Par un mémoire enregistré le 30 juillet 2024, la caisse des dépôts et consignations conclut au rejet de la requête.
Elle soutient que :
- les vices de forme seront écartés ;
- le médecin du service de prévention ne doit pas impérativement être informé de la mise à la retraite pour inaptitude ;
- le formulaire AF4 présente bien toutes les infirmités dont souffre le requérant, auxquelles sont ajoutés les taux d’invalidité correspondants ;
- l’examen par un médecin généraliste de l’état de santé du requérant suffisait sans que la présence d’un spécialiste ne soit apparue nécessaire ;
- le comité médical a reconnu l’impossibilité définitive et absolue de l’intéressé à poursuivre l’exercice de ses fonctions en raison de quatre infirmités, à savoir : limitation fonctionnelle du pouce gauche • MP 57C (poignet gauche) raideur modérée main gauche (8%) • MP 57C syndrome sensitif résiduel d’un canal carpien droit (10%) • MP57B (coude droit) raideur modérée (8%) ;
- cette instance entérinait ainsi les conclusions du Docteur H…, médecin généraliste, en date du 2 juin 2021 et attribuait un taux d’invalidité de 26% ;
- lors du réexamen de l’état de santé effectué le 14 décembre 2022, le docteur C… n’a pas retenu d’autres infirmités que celles précédemment citées ;
- l’erreur de plume relative au nom de l’auteur du rapport d’expertise a été rectifiée dans un courrier du 7 octobre 2023 ;
- la pathologie du pouce gauche indemnisée par une allocation temporaire d’invalidité, ne pouvait être prise en compte ;
- la CNRACL, en situation de compétence liée, est tenue d’appliquer les textes.
Vu les autres pièces du dossier.
Vu :
- le décret n° 68-756 du 13 août 1968 ;
- le décret n° 2003-1306 du 26 décembre 2023 ;
- le décret n° 2005-442 du 2 mai 2005 ;
- le décret n° 2006-1691 du 22 décembre 2006 ;
- l’arrêté du 4 août 2004 relatif aux commissions de réforme des agents de la fonction publique territoriale et de la fonction publique hospitalière ;
- le code des pensions civiles et militaires d’invalidité ;
- le code des relations entre le public et l’administration ;
- le code de justice administrative.
Les parties ont été régulièrement averties du jour de l’audience.
Ont été entendus au cours de l’audience publique le rapport de M. E… et les conclusions de M. Lombard, rapporteur public.
Considérant ce qui suit :
Il résulte de l’instruction que M. F…, né le 13 juillet 1962, adjoint technique titulaire recruté par l’office public d’habitation à loyer modéré (OPHLM) Eure-et-Loir Habitat, a été opéré d’un syndrome du canal carpien gauche au mois de mars 2020. Il a développé une algodystrophie de la main gauche et un syndrome du canal carpien droit nécessitant une intervention chirurgicale le 23 mars 2021. La commission de réforme a émis le 20 avril 2021 un avis favorable à sa mise à la retraite pour invalidité.
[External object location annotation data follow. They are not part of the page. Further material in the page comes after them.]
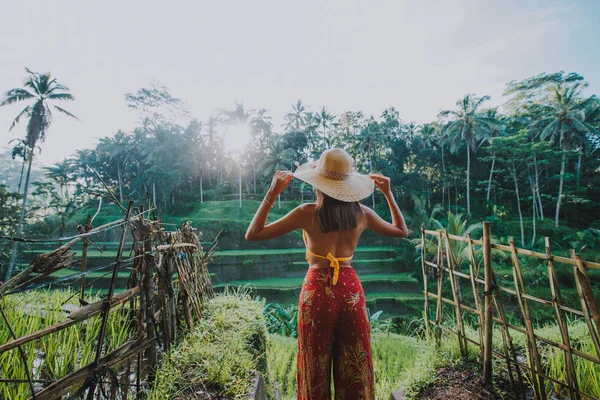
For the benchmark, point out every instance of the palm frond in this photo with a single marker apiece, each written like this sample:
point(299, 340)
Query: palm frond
point(15, 95)
point(62, 110)
point(61, 96)
point(25, 111)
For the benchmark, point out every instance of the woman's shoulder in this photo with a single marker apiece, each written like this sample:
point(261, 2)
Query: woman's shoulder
point(307, 208)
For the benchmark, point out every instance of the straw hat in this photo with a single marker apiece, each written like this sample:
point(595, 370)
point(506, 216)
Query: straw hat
point(334, 175)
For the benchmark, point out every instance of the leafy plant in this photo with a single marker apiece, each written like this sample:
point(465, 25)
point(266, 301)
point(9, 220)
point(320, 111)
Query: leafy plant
point(282, 320)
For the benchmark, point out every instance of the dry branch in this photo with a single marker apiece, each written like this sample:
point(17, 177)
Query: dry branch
point(78, 315)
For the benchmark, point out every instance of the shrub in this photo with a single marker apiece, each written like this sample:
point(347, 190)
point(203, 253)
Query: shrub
point(220, 353)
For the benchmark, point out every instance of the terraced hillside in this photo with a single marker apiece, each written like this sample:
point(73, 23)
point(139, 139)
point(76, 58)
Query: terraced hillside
point(389, 280)
point(390, 283)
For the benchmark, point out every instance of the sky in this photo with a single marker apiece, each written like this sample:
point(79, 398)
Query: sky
point(417, 56)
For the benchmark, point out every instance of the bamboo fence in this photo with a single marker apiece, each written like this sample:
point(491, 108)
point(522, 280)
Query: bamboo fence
point(157, 255)
point(488, 308)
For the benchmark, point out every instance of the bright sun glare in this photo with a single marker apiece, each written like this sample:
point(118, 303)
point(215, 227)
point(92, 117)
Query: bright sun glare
point(237, 137)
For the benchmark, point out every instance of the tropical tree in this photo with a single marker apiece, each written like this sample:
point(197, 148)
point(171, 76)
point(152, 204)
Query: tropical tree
point(61, 174)
point(325, 121)
point(40, 90)
point(118, 148)
point(564, 122)
point(21, 149)
point(556, 102)
point(277, 158)
point(496, 129)
point(466, 127)
point(294, 120)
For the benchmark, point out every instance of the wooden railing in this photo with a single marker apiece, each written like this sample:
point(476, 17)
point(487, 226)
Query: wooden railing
point(157, 256)
point(488, 306)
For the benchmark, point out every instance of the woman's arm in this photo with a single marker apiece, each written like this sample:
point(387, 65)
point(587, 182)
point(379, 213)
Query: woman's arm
point(292, 221)
point(398, 226)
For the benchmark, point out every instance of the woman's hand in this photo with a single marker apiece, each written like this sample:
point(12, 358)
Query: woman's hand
point(382, 182)
point(280, 181)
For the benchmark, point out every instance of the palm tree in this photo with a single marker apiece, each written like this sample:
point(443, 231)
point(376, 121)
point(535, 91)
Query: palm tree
point(21, 149)
point(295, 119)
point(370, 141)
point(309, 128)
point(40, 89)
point(325, 120)
point(466, 127)
point(118, 148)
point(61, 173)
point(563, 120)
point(277, 158)
point(496, 129)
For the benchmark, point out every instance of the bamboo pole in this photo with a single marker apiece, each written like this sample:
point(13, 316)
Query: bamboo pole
point(40, 263)
point(582, 286)
point(462, 344)
point(521, 365)
point(534, 356)
point(111, 288)
point(77, 315)
point(425, 280)
point(171, 298)
point(549, 342)
point(86, 228)
point(21, 352)
point(440, 276)
point(511, 291)
point(487, 275)
point(562, 323)
point(475, 287)
point(507, 341)
point(541, 256)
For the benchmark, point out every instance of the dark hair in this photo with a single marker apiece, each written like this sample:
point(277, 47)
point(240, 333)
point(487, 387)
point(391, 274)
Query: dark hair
point(336, 215)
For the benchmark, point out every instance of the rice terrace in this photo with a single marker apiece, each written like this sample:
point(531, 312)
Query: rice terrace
point(131, 189)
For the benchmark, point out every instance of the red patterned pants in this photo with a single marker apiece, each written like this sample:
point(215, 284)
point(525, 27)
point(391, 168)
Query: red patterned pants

Par un nouvel avis en date du 5 octobre 2021, établi au vu d’un rapport d’expertise réalisé le 2 juin 2021 par le docteur H…, médecin généraliste, la commission de réforme a proposé la mise à la retraite pour invalidité de M. F… avec un taux d’invalidité de 26 %. Par un arrêté du 19 juillet 2022, le directeur général de l’office public de l’habitat (OPH) d’Eure-et-Loir « Habitat Eurélien » a admis M. F… à la retraite à compter du 1er juillet 2022. La caisse nationale de retraite des agents des collectivités locales (CNRACL) lui a notifié le 23 août 2022 un brevet de pension retenant un taux d’invalidité de 26 %. M. F… a présenté le 27 octobre 2022 un recours devant la CNRACL et sollicité une nouvelle expertise. Sa demande a été rejetée par une décision du 23 février 2023. Par la présente requête, M. F… demande au tribunal l’annulation des décisions du 22 août 2022 et 23 février 2023.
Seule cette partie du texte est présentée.